しかし、映像であればトレースといった技法も使えますし、コラージュなどであれば比較的簡単に行うことができます。
こうした明らかな二次創作のハードルの違いも、楽曲よりMVが注目されることに繋がっているのかもしれません。
余談ですが、MVに続いて多いのが歌詞についてのコメントですね。
これもMVと同じで、多くの人は音楽のことがわからないので、歌詞についてぐらいしか話せないからでしょう。
具体的な名前は出しませんが、歌詞に隠されたメッセージを入れ、それを発見して楽しむみたいな文化は、ほんとうにバカらしいと思います。
なぜ音楽に集まるのか
ここまでくると、なんで音楽を聴いてるんだ?とすら思ってしまいます。
一応、音楽は何回聴いても飽きずらい、古い曲でも楽しめるといった特徴があります。よく、「音楽は賞味期限が長い」なんて言われるやつです。
なので、「何度も見返し、映像や歌詞に隠された要素を見つけるという遊びに、最も適しているのが音楽である」という説明はできます。
そういったことを無視して、言葉を選ばずに言うなら「たいていの人は、良い音楽を判別する能力を持っていない」ということもできます。

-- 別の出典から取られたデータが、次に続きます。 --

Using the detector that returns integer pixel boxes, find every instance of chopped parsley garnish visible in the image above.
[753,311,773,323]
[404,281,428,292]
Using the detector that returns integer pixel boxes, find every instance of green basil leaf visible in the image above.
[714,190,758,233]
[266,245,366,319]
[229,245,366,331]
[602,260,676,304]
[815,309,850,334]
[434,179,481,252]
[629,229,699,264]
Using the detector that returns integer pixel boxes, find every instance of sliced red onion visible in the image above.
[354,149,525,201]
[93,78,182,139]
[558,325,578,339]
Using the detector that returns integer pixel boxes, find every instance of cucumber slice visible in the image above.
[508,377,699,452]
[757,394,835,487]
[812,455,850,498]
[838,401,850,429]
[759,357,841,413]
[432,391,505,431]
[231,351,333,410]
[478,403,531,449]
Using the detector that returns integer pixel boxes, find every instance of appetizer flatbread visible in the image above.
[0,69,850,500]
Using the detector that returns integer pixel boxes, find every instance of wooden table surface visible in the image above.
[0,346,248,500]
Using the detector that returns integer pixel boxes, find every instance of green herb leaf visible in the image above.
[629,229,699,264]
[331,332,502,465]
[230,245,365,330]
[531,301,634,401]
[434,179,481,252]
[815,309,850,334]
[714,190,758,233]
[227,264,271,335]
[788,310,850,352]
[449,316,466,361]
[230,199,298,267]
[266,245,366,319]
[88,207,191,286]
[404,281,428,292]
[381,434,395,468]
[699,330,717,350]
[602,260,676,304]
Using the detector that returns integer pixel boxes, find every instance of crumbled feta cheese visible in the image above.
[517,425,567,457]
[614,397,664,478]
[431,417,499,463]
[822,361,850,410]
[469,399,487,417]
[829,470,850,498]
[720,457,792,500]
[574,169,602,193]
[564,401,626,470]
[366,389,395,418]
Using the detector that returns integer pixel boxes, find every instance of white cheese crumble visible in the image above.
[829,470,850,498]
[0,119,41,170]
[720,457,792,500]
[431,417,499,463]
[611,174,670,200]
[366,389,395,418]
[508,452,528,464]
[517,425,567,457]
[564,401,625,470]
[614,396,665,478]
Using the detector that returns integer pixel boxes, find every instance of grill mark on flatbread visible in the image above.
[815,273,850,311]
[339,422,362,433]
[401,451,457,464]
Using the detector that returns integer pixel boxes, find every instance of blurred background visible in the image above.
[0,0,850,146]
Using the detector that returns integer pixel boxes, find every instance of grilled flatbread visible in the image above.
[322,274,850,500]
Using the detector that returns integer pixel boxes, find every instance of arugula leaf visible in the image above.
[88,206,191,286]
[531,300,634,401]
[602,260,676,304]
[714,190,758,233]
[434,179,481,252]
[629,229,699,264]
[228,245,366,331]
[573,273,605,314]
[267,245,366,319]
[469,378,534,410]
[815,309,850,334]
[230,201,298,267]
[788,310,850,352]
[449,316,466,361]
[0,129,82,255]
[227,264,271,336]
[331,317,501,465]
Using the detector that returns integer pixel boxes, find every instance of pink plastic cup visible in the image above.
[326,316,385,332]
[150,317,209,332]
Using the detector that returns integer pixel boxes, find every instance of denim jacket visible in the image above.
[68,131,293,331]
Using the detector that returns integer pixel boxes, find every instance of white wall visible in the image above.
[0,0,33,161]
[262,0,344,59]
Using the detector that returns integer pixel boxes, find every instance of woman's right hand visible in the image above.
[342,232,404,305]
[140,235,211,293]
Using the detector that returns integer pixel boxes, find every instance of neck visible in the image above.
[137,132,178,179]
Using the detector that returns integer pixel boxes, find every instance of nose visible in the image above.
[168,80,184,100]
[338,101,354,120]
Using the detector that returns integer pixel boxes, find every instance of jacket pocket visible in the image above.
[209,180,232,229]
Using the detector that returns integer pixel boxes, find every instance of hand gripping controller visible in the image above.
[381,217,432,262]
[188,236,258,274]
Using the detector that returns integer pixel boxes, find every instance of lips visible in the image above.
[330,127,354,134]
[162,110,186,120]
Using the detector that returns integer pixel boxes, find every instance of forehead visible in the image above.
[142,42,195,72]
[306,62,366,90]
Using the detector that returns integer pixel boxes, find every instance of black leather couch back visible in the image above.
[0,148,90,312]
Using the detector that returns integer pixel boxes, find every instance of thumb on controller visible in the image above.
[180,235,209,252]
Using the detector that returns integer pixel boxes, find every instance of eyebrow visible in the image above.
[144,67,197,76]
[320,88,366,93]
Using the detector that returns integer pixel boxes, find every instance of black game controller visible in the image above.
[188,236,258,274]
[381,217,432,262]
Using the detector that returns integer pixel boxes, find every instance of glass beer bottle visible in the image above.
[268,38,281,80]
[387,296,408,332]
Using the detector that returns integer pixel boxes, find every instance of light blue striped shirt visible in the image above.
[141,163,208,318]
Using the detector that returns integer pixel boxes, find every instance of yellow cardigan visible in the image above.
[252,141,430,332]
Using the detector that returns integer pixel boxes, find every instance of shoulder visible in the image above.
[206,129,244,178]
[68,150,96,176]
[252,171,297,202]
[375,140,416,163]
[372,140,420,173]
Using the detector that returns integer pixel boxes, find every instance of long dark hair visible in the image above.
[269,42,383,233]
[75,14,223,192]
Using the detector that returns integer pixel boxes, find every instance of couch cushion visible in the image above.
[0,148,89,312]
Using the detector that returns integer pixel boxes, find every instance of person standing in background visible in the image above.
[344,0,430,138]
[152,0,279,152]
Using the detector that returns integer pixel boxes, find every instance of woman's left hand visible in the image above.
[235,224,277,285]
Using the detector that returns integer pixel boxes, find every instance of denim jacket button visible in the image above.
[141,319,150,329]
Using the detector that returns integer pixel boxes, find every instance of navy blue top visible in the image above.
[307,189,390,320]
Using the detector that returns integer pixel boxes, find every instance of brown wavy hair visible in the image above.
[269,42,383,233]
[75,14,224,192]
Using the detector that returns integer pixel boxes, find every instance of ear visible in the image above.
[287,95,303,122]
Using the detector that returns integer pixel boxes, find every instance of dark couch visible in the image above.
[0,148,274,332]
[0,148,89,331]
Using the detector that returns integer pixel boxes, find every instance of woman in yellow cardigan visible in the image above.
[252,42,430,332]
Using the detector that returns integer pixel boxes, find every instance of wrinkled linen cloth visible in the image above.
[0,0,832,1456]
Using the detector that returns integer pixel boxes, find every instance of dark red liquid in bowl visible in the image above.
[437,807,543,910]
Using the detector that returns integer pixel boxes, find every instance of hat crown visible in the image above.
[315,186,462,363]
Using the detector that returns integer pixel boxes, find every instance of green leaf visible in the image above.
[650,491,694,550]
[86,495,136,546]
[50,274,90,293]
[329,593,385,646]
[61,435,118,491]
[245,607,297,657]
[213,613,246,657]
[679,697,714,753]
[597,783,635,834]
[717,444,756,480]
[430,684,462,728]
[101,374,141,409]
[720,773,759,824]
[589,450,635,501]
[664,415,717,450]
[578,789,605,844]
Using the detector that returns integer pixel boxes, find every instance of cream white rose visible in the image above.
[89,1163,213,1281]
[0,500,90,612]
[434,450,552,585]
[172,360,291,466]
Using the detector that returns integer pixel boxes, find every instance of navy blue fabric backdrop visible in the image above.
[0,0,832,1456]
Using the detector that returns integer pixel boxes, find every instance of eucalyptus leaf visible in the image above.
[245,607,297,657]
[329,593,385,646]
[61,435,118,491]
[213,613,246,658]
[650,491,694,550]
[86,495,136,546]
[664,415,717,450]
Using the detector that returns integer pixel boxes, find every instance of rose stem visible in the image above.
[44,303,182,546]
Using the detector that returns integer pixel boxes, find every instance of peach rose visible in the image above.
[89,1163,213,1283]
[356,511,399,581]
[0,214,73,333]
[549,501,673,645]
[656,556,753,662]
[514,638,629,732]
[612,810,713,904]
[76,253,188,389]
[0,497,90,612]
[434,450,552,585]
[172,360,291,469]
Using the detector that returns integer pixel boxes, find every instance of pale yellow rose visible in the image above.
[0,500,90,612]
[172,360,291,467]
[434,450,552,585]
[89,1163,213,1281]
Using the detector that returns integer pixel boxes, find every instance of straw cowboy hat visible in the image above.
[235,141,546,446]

そして、これは意外とよく実態を表しているかもしれません。
音楽を聴き分ける能力がないからこそ、MVや歌詞といったそれ以外の要素であーだこーだ言っているのではないでしょうか。
そんなことない、と思う人はYouTubeで「人気のミュージックビデオ」と検索し、上から順番に聞いてみてください。私の言っていることがよくわかると思います。
音楽を聴いている人が、そもそも音楽にあまり興味がない、というのは一見矛盾していますが、現代ではけっこう起こりうる現象なのかもしれませんね。